2. Proper footwear matters. It is not practical for someone to work in a kitchen wearing 5” stiletto heels. Employes need to wear shoes with slip-resistant soles. This is easy to follow if your employees are required to wear specific uniforms. If not, make it part of the employee handbook and send people home if their shoes could be dangerous for their job. You don’t want the liability of someone slipping because their shoes are not made for the job.
3. Kitchen tools can be dangerous. There’s just no way around using a knife in a restaurant. Employees should receive proper training and wear cut and puncture-resistant gloves and other protective gear.
4. Sanitation is king. A small mistake or oversight in sanitation can make people sick, and potentially cost you your business. As mentioned, employees should wear hair nets and gloves while preparing food. But food safety goes way beyond that.
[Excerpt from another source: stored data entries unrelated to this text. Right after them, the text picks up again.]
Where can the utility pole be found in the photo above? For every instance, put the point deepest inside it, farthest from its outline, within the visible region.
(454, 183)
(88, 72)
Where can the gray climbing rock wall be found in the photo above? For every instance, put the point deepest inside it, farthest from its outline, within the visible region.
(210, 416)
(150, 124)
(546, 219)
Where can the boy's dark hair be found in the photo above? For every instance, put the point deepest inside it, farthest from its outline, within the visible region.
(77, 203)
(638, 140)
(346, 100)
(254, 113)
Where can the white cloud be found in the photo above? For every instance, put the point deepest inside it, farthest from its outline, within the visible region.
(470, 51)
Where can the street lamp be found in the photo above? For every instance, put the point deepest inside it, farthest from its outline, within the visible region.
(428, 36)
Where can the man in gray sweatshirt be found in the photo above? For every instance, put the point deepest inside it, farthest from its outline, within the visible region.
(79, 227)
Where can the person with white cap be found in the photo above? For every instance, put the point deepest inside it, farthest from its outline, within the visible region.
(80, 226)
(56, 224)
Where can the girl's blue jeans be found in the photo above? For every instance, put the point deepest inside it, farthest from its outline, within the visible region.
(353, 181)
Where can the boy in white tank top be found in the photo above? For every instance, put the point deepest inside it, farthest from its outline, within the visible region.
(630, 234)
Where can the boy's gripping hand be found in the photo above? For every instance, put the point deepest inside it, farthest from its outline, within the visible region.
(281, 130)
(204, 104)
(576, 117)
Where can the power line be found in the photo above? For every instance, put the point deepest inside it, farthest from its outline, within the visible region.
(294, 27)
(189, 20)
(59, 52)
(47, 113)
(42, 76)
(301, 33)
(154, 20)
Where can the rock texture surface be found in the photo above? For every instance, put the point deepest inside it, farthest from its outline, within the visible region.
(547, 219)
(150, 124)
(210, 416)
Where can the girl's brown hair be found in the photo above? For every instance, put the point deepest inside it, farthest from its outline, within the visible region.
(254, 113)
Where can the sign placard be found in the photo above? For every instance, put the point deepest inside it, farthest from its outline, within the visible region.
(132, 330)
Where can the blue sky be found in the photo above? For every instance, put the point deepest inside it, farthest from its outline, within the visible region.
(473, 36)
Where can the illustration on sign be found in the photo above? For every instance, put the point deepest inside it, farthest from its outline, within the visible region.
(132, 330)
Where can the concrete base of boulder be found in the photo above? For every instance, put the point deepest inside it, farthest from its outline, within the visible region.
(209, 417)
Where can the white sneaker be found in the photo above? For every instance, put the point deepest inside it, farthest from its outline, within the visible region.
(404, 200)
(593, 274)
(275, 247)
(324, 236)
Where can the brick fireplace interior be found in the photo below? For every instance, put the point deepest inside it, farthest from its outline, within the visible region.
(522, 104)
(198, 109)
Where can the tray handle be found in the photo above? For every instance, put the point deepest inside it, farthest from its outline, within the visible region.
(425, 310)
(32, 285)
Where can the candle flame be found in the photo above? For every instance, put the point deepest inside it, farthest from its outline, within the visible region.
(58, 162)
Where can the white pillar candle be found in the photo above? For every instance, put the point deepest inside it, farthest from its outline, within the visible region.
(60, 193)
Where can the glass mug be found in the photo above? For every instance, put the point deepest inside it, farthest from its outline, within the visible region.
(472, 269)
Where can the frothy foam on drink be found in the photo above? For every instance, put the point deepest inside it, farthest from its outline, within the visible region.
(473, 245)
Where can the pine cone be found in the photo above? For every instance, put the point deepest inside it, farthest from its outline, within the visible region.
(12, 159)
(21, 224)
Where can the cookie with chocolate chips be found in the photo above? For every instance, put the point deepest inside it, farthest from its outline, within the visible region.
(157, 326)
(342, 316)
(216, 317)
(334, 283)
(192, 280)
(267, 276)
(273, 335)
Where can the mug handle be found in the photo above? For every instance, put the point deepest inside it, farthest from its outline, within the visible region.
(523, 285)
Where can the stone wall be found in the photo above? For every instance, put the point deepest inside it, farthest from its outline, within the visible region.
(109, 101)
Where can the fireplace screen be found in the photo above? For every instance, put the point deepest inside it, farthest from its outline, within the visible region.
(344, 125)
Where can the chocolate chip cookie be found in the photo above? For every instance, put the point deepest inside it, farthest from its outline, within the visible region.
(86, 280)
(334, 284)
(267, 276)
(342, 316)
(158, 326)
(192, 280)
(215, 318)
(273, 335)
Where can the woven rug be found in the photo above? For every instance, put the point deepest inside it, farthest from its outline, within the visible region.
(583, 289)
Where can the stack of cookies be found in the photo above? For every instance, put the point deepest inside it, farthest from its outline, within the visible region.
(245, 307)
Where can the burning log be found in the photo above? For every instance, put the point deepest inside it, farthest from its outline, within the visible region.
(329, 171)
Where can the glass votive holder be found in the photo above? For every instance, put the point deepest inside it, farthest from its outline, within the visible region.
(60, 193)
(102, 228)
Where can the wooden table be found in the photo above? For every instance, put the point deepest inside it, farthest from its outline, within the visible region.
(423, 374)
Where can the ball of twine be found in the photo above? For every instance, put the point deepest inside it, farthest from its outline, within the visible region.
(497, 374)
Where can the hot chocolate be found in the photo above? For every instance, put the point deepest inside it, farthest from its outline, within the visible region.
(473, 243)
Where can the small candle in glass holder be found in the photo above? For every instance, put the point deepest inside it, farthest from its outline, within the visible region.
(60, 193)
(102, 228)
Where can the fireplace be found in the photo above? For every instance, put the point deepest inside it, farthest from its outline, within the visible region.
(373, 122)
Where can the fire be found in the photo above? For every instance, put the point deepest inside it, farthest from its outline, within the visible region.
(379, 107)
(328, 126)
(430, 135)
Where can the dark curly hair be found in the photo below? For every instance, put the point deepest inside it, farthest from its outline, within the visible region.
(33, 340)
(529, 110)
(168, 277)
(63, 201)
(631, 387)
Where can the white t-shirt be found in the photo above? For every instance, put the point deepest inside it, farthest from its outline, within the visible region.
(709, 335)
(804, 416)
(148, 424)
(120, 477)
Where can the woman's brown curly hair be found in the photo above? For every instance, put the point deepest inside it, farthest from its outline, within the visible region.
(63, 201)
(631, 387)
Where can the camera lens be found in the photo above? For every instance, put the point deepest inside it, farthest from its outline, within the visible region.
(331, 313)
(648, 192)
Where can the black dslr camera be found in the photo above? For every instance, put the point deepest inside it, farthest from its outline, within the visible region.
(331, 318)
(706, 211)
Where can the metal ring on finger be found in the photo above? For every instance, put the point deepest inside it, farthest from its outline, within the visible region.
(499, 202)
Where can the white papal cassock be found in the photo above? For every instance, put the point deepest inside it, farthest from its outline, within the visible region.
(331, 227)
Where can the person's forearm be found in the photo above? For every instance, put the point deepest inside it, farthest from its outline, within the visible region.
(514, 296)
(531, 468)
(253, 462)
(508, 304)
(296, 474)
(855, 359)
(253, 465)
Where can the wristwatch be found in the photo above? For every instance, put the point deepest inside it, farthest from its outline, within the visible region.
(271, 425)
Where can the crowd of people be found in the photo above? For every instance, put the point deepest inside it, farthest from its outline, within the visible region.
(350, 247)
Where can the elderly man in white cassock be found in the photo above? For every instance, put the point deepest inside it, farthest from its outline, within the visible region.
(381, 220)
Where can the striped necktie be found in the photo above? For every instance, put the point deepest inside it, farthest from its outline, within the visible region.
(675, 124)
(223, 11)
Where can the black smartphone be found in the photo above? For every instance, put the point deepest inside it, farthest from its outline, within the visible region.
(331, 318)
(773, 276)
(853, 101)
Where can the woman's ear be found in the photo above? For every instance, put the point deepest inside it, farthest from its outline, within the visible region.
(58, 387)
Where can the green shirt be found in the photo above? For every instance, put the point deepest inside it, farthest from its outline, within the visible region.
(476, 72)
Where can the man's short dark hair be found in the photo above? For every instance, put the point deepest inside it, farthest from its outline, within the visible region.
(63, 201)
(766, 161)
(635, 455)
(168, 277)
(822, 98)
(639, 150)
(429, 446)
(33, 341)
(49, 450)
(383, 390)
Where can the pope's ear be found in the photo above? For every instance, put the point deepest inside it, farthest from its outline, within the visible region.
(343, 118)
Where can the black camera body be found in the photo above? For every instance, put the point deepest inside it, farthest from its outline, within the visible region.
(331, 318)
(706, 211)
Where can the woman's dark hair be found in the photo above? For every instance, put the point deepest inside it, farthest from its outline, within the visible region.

You need to color code your cleaning supplies so you’re not spreading germs from other areas of the restaurant into your kitchen. Use separate cooking and preparation tools for raw meats, fish and poultry than you do for fruits, vegetables and prepared foods. And always teach proper hand-washing. If you sit and watch, you’d probably be amazed at how few people follow the recommended guidelines for hand-washing. Make sure to train and remind employees and even post signs reminding them of proper technique to kill germs and bacteria.
5. Don’t let pests invade. No matter how much you clean, bugs, roaches and creepy crawlies can find their way into your restaurant. The right insecticide can help keep them away. Just make sure that your insecticide is safe for use around food.
6. Train and train again. It can only help your business to provide frequent training for your employees. Proper education is the only way to make sure employees know the rules, safety precautions and what’s expected of them when it comes to cleaning and safety. People can get stuck in bad habits. Training will ensure they know how you expect the job to be done.
7. When in doubt, ask the experts. If you’re not sure about certain safety or health precautions in your restaurant, check with your local health department or OSHA. It’s better to be safe than sorry.